PER2::LUC is a luciferase fusion protein that reports its expression bioluminescently. Time-dependent changes in PER2::LUC expression were measured in real-time via a cooled-CCD camera (imaging) or a photomultiplier (luminometry). Bioluminescence imaging was performed in a previously described custom-made, light-sealed inverted microscope system [26], which has a simplified optical path optimized for low-light imaging, with a 4× objective lens and a 0.35× relay lens (Olympus). The cultured sample was maintained at 37 °C in a stage-top incubator (Tokai HIT, Shizuoka, Japan), and time-lapse imaged with an Orca R2 cooled-CCD camera (Hamamatsu Photonics, Hamamatsu, Japan) with external water-cooling (20 °C; TGV-10, Taipei, Taiwan). Images were taken under 1 h exposure at 4×4 binning, at a sampling interval of 1 h. For luminometry, an equal number of control and test samples were measured on the same 8-dish wheel in Kronos Dio (ATTO, Tokyo, Japan); light from each dish was measured under 1 min exposure at sampling interval of 10 min, with the nominal temperature of 37 °C and actual temperature maintained between 37.6–37.7 °C, measured with iButton datalogger in the dish (DS1921L, Maxim Integrated, San Jose, CA, USA). Bioluminescence traces were detrended using the HP filter as described previously [23].

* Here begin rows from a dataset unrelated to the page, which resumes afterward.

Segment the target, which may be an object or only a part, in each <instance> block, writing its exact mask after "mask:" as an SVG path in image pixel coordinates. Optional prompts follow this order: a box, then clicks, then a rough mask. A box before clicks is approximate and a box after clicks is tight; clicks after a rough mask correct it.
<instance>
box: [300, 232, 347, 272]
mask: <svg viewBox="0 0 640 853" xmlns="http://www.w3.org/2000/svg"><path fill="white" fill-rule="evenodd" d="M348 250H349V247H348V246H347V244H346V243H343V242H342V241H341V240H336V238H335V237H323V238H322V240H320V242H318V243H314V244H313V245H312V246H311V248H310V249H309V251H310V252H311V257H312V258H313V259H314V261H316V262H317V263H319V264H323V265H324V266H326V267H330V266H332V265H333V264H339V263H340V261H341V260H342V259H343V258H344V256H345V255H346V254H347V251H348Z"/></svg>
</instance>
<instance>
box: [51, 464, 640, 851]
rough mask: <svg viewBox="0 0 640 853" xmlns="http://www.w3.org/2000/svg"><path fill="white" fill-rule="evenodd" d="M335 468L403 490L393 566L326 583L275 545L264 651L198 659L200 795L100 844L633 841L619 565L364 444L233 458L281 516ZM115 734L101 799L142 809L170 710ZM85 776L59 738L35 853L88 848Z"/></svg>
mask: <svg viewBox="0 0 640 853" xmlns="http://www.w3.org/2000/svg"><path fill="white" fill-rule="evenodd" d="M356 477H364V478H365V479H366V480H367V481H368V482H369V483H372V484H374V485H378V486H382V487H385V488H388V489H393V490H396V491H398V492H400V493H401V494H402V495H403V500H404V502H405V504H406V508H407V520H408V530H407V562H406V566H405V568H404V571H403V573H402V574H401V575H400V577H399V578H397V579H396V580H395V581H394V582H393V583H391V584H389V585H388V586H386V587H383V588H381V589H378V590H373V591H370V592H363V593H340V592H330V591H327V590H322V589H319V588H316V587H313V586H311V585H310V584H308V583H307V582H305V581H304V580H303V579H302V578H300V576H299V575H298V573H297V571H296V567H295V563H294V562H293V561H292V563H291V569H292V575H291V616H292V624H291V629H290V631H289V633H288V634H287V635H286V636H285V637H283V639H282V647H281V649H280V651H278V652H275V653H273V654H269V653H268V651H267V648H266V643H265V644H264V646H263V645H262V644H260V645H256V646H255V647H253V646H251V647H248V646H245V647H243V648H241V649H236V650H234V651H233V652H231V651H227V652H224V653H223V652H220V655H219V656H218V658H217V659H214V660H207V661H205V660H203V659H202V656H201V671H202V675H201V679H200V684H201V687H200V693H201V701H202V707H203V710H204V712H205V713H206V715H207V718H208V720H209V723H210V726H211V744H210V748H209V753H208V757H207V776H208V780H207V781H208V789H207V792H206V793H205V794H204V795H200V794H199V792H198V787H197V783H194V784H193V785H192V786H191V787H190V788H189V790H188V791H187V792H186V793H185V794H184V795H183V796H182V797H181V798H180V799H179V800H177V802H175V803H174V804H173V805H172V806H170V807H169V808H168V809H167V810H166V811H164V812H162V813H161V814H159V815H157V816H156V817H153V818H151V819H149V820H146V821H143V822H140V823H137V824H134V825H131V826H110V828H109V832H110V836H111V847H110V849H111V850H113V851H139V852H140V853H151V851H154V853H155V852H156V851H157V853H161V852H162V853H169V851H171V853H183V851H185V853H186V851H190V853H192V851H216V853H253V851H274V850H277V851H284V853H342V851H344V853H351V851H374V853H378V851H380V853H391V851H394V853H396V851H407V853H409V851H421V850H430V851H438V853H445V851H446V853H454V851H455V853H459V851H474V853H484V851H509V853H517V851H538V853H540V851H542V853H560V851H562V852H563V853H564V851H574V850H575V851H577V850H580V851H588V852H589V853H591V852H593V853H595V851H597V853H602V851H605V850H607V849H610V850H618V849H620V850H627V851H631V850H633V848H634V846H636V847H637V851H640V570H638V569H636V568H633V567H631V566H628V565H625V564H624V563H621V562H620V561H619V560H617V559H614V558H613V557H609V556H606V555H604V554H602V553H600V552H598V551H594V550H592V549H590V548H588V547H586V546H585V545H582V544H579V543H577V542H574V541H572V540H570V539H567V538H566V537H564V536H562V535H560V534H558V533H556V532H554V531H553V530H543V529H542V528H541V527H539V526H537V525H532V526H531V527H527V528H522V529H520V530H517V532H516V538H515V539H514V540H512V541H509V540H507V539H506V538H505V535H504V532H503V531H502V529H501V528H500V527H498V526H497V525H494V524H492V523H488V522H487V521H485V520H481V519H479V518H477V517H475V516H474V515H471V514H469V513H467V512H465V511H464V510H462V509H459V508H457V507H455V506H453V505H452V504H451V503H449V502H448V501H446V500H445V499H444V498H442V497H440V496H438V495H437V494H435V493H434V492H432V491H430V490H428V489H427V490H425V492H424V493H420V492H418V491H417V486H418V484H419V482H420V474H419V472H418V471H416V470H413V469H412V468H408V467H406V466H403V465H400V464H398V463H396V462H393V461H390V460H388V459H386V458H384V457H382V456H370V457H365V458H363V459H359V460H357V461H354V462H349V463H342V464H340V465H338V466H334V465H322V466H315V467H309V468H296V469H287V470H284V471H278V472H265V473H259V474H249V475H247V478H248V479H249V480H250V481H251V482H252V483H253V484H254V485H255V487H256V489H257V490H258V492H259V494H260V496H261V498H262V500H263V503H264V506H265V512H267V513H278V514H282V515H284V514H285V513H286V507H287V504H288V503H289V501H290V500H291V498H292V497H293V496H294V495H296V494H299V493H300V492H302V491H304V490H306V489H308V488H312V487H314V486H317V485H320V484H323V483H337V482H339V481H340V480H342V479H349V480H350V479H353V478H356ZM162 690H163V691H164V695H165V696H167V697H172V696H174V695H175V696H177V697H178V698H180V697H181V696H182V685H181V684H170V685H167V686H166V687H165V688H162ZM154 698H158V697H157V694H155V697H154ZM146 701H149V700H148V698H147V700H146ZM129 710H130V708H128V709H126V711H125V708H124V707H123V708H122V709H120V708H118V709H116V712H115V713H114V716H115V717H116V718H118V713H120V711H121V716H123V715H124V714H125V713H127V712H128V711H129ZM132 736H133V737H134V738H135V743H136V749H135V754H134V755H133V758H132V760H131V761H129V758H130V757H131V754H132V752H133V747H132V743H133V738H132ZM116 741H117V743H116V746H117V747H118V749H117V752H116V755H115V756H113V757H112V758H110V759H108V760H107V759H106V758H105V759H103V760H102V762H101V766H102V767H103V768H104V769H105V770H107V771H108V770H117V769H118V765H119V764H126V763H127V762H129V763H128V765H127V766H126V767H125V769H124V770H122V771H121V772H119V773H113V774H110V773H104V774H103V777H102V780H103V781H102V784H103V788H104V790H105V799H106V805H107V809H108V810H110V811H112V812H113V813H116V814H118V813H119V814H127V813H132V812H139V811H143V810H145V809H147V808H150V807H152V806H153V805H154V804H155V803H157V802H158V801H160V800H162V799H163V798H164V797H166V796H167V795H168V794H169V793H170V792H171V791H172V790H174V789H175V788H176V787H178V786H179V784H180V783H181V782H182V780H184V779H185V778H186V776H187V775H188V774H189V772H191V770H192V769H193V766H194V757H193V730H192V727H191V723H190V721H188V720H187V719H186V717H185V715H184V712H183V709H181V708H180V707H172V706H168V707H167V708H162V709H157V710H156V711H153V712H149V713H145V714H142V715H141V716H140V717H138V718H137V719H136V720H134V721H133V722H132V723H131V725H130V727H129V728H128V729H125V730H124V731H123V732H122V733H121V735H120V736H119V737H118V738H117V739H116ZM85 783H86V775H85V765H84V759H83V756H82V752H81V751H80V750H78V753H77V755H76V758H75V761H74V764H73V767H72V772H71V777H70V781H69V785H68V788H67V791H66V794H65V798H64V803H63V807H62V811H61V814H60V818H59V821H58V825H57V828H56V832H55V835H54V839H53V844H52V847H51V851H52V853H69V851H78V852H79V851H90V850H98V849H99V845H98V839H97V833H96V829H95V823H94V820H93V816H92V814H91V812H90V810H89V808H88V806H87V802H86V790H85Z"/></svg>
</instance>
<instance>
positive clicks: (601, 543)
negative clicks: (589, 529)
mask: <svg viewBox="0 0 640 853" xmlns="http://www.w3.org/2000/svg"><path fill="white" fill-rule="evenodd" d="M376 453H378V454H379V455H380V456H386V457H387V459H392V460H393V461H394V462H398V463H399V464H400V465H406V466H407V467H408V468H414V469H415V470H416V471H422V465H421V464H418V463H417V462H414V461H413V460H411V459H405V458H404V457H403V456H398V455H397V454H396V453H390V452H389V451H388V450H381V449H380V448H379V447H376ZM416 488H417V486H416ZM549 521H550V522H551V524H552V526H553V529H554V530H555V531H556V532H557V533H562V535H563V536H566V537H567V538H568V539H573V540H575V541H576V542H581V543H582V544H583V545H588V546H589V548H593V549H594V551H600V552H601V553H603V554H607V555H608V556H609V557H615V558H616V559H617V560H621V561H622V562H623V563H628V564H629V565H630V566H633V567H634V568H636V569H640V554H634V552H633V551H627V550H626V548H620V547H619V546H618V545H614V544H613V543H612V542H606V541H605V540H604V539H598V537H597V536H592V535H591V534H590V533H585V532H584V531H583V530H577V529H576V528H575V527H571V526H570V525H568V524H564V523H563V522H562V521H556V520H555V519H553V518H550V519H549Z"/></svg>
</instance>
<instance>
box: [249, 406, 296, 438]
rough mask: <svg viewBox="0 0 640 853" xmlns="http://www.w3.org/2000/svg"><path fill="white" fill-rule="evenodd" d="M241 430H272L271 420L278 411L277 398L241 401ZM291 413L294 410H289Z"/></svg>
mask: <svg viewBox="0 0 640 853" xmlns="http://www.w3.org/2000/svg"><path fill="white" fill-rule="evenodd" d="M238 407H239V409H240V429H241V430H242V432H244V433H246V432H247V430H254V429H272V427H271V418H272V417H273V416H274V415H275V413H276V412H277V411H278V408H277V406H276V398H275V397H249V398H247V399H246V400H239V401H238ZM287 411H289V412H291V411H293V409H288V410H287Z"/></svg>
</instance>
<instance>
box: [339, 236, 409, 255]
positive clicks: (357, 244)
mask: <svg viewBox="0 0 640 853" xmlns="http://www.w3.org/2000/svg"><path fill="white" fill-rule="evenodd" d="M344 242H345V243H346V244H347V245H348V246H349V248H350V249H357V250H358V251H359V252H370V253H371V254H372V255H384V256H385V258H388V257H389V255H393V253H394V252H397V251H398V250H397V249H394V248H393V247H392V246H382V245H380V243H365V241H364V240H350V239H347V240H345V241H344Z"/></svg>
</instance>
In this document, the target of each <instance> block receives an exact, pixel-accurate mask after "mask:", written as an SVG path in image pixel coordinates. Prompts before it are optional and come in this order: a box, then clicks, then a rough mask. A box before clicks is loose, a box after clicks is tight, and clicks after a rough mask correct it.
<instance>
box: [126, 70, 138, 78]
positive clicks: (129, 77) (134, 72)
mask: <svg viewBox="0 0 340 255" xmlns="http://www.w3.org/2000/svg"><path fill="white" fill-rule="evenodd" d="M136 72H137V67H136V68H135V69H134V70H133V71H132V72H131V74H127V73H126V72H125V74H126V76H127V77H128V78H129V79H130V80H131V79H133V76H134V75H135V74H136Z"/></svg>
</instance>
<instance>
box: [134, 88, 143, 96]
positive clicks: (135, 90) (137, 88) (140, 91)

4.10. Statistical Analyses

All data analyses including statistics were performed in Mathematica (Wolfram Research, Campaign, IL, USA). Statistical significance was determined for pairwise differences using the Mann–Whitney U-test, unless specified otherwise. Student’s t test was used in parallel and stated as such when normality was generally known for the measured parameter. All p values were stated as-is; in graphs, p < 0.05 is indicated with a single asterisk (*) and p < 0.01 is indicated with double asterisks (**) as a guide. All data points were indicated in graphs. When pairwise differences were tested, we indicated the standard error of the mean (SEM) and when intrinsic variability was considered, we stated the standard deviation (SD) in the text.